Sous le nom «d’Aktion Theoderich», les Allemands arrêtent plus de mille communistes dans la zone occupée, avec l’aide de la police française. D’abord placés dans des lieux d’incarcération contrôlés par le régime de Vichy (ici l’Hôtel Matignon), ils sont envoyés, à partir du 27 juin 1941, au camp allemand de Royallieu à Compiègne (Oise), administré par la Wehrmacht .
Le jour même de son arrestation, François Burési est  interné  au camp de Royallieu («Frontstalag 122») camp destiné à l’internement des «ennemis actifs du Reich», alors seul camp en France sous contrôle direct de l’armée allemande.
Il y reçoit le numéro matricule « 746 ».
Depuis ce camp administré par la Wehrmacht, il va être déporté à destination d’Auschwitz. Pour comprendre la politique de l’Occupant qui mène à sa déportation, on lira les deux articles du site qui exposent les raisons des internements, des fusillades et de la déportation : La politique allemande des otages (août 1941-octobre 1942) et «une déportation d’otages».

Depuis le camp de Compiègne, François Burési est déporté à Auschwitz dans le convoi du 6 juillet 1942

Cf Article du site : Les wagons de la Déportation. 

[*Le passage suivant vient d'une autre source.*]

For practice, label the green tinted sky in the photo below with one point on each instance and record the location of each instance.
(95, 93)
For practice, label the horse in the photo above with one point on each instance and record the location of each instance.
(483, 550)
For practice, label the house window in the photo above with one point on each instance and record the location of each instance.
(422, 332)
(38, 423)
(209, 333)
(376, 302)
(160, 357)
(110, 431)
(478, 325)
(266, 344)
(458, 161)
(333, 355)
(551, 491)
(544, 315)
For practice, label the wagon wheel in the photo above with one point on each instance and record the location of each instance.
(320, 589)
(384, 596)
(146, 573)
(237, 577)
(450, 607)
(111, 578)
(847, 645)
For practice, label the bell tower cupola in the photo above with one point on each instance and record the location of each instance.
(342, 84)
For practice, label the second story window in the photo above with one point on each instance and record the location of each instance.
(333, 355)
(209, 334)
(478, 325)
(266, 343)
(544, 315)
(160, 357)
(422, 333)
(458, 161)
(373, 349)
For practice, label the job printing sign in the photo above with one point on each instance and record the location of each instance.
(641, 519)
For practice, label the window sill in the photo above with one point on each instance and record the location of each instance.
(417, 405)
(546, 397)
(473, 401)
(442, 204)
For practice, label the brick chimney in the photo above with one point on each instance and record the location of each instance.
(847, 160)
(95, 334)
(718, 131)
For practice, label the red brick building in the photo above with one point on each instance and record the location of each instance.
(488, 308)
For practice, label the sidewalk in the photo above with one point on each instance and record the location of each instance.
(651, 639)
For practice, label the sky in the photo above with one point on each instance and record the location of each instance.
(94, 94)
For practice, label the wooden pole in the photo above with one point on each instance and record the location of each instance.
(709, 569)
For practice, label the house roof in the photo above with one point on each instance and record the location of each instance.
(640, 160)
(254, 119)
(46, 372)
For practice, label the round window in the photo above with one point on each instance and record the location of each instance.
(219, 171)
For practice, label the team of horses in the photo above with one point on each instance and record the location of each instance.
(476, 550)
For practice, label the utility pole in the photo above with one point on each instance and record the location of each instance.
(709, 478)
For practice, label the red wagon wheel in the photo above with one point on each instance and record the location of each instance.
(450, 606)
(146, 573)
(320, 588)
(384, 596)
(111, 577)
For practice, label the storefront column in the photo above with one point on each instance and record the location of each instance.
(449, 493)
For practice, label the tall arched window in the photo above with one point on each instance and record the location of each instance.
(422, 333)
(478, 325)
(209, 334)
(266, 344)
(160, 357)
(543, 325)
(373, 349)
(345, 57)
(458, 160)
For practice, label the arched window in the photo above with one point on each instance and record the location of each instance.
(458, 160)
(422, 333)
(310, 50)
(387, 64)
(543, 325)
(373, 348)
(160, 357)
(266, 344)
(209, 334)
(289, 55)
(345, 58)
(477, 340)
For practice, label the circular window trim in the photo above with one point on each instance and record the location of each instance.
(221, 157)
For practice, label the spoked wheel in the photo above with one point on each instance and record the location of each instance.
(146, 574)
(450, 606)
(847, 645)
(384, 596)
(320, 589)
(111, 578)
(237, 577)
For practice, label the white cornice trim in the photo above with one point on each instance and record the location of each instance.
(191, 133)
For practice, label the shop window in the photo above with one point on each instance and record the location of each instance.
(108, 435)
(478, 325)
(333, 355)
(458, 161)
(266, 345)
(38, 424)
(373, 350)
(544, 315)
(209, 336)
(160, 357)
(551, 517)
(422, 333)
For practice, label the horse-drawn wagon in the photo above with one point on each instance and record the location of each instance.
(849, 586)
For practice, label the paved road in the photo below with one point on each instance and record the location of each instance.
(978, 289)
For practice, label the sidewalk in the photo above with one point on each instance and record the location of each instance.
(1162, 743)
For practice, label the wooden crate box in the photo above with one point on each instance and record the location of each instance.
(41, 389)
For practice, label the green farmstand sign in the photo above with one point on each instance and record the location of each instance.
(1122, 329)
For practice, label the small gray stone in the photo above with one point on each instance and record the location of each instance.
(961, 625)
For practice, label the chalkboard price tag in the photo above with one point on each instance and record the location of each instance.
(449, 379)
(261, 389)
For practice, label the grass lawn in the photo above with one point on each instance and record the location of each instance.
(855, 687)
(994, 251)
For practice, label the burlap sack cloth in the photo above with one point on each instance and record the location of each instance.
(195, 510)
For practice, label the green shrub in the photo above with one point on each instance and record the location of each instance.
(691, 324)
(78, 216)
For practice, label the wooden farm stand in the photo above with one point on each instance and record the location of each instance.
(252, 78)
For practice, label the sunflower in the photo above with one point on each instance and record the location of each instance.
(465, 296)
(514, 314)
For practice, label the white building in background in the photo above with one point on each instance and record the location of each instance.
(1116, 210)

Ce convoi est composé au départ de Compiègne, de 1175 hommes (1100 « otages communistes » – jeunes communistes, anciens responsables politiques et élus du Parti communiste, syndicalistes de la CGT et délégués du personnel d’avant-guerre, militants et syndicalistes clandestins, résistants – de cinquante  « otages juifs » et de quelques « droits communs »). Il faisait partie des mesures de terreur allemandes destinées à combattre, en France, les judéo-bolcheviks responsables, aux yeux de Hitler, des actions armées organisées par le parti communiste clandestin contre des officiers et des soldats de la Wehrmacht, à partir d’août 1941. Lire dans le site le récit des deux jours du transport : Compiègne-Auschwitz : 6-8 juillet 1942. Sur les 1175 otages partis de Compiègne le 6 juillet 1942, 1170 sont présents à l’arrivée du train en gare d’Auschwitz le 8 juillet 1942. Ces derniers sont enregistrés et photographiés au Stammlager d’Auschwitz (camp souche ou camp principal, dénommé en 1943 Auschwitz-I) entre les numéros « 45157 » et « 46326 », d’où le nom de « convoi des 45000 », sous lequel les déportés du camp désignaient ce convoi. Ce matricule – qu’il doit apprendre à dire en allemand et en polonais à toute demande des Kapos et des SS – sera désormais sa seule identité.
Lire dans le site : Le KL Auschwitz-Birkenau.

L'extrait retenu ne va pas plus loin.